Re: irrational powers in Wolfram Alpha

Op 04/04/2025 om 04:53 schreef sobriquet:

 Hi!
 In this recent youtube video there is an interesting discussion about irrational powers:
 https://www.youtube.com/watch?v=aYuzwNa0_4o
  One of the claims in the video is that
 1^p = e^(i*2*pi*k*p) for integers k
 and that this will also hold in case p is an irrational number.
 Wolfram Alpha will agree that the statement holds if we pick k = 1 and a rational number like 3/7:
 https://www.wolframalpha.com/input?i=1%5E%283%2F7%29+%3D+e%5E%28i+2pi+ %283%2F7%29%29+
 But if you try to do it with an irrational number like sqrt(2), Wolfram Alpha says it's False (again with k=1).
 https://www.wolframalpha.com/input?i=1%5E%28sqrt%282%29%29+ %3D+e%5E%28i+2pi+%28sqrt%282%29%29%29+
 Is there any alternative way to verify the statement with Wolfram Alpha for irrational numbers p?

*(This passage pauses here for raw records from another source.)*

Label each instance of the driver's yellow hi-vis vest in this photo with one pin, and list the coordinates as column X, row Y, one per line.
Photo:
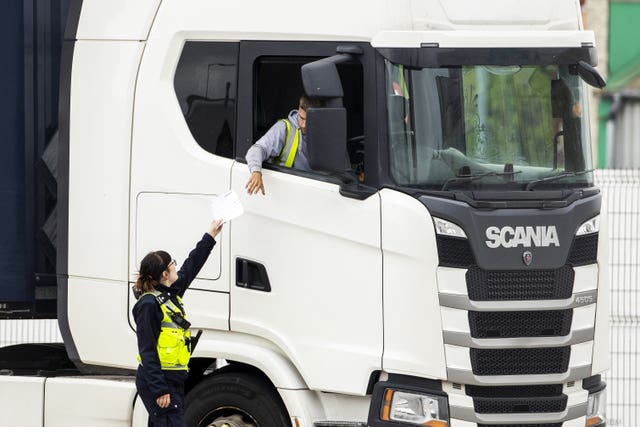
column 173, row 343
column 290, row 148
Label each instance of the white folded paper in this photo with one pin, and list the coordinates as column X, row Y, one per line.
column 226, row 206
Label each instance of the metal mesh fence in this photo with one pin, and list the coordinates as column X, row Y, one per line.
column 621, row 196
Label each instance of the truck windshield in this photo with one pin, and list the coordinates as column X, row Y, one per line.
column 487, row 127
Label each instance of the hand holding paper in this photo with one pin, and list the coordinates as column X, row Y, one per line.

Actually Wolfram Alpha doesn't agree and it's kind of obvious since
(x^y)^z=x^(yz) only holds for positive numbers (so obviously not for complex numbers).
pi(3/7) just turns out to be interpreted as function application (the prime counting function which evaluates to 0 for 3/7) rather than multiplication.